When Run on Less – Electric concluded in September 2021, NACFE predicted that 70% of this market segment was electrifiable. Given the more detailed analysis, interviews with industry experts and further research for this report, NACFE now considers this market segment to be 50% electrifiable with lower average daily miles.
This would result in the avoidance of nearly 29.4 million metric tonnes of CO2e annually. NACFE estimates the entire CO2e to be eliminated by this segment at an average of 250 miles per day to be 97.8 million metric tonnes.
The study team had five main findings:
NACFE considers short and medium regional heavy-duty tractors electrifiable today with their range of 200 miles, about 3,000 to 4,000 lbs. of freight capacity penalty compared to diesels and improving total cost of ownership when monetizing all benefits. Regional haul tractors perform in various duty cycles including out-and-back, hub-and-spoke and diminishing return. Tractors currently available are meeting the needs of about 50% of this market segment.
Regional haul tractors return to base daily giving fleets confidence about making investments in charging infrastructure. These trucks often have 10+ hours of overnight dwell time for charging. Many people mistakenly assume Class 8 heavy-duty tractors are used in mostly long-haul disparate routes. In fact, only 40% are used in long-haul and 30% are vocational trucks and regional haul tractors respectively. These regional haul tractors are good candidates for electrification due to their shorter daily distances and return to base operation.
Operational changes such as the choices of the truck for each daily route, en route opportunity charging, driver incentives and managed charging are all examples of actions to improve the TCO of heavy-duty regional haul BEVs. Many actions are emerging to improve the TCO of operating electric vehicles in this market segment with many having to do with increasing range. Batteries are expensive and heavy so fleets can reduce the up-front cost by taking actions to extend the range. Others include lowering other costs such as charging during off peak hours.
The drivability (particularly in getting up to speed), quietness and other aspects make these trucks ones that drivers prefer over diesels, improving driver attraction and retention for fleets. Drivers of all sizes of electric vehicles share how much they like the driving experience over internal combustion engines. For regional haul driving much time is spent accelerating to highway speeds and this specific aspect of day cab electric tractors definitely will help attract and retain drivers in this segment.

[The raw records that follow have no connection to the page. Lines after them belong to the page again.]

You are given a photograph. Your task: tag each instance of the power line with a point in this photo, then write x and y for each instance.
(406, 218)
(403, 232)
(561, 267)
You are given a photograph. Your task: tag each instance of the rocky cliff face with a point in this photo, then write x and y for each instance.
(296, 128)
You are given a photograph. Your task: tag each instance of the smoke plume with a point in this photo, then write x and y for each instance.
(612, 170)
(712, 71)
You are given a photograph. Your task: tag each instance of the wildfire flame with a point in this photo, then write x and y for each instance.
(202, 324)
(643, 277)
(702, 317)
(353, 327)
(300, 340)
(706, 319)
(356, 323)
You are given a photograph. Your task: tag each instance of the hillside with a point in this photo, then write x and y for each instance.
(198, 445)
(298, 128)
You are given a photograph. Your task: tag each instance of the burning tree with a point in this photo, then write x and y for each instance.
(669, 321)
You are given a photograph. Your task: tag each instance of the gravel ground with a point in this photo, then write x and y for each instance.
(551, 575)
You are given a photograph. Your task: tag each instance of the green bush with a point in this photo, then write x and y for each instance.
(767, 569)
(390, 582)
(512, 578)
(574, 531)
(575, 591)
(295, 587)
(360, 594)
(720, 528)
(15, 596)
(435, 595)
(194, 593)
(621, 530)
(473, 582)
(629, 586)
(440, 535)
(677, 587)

Some medium and longer regional haul duty cycles pose more demanding requirements for current BEVs, but the next generations of products are bringing larger battery packs, better performing systems and lighter solutions to improve the TCO. Incentives are key to help the financials for these applications. NACFE defines medium and longer regional haul as vehicles that return to base frequently and travel in a radius of 100 to 200 miles or 200 to 300 miles respectively. Improvements are needed to make these vehicles—with their more than 200 and up to 600 miles of range—acceptable for total cost of ownership operations.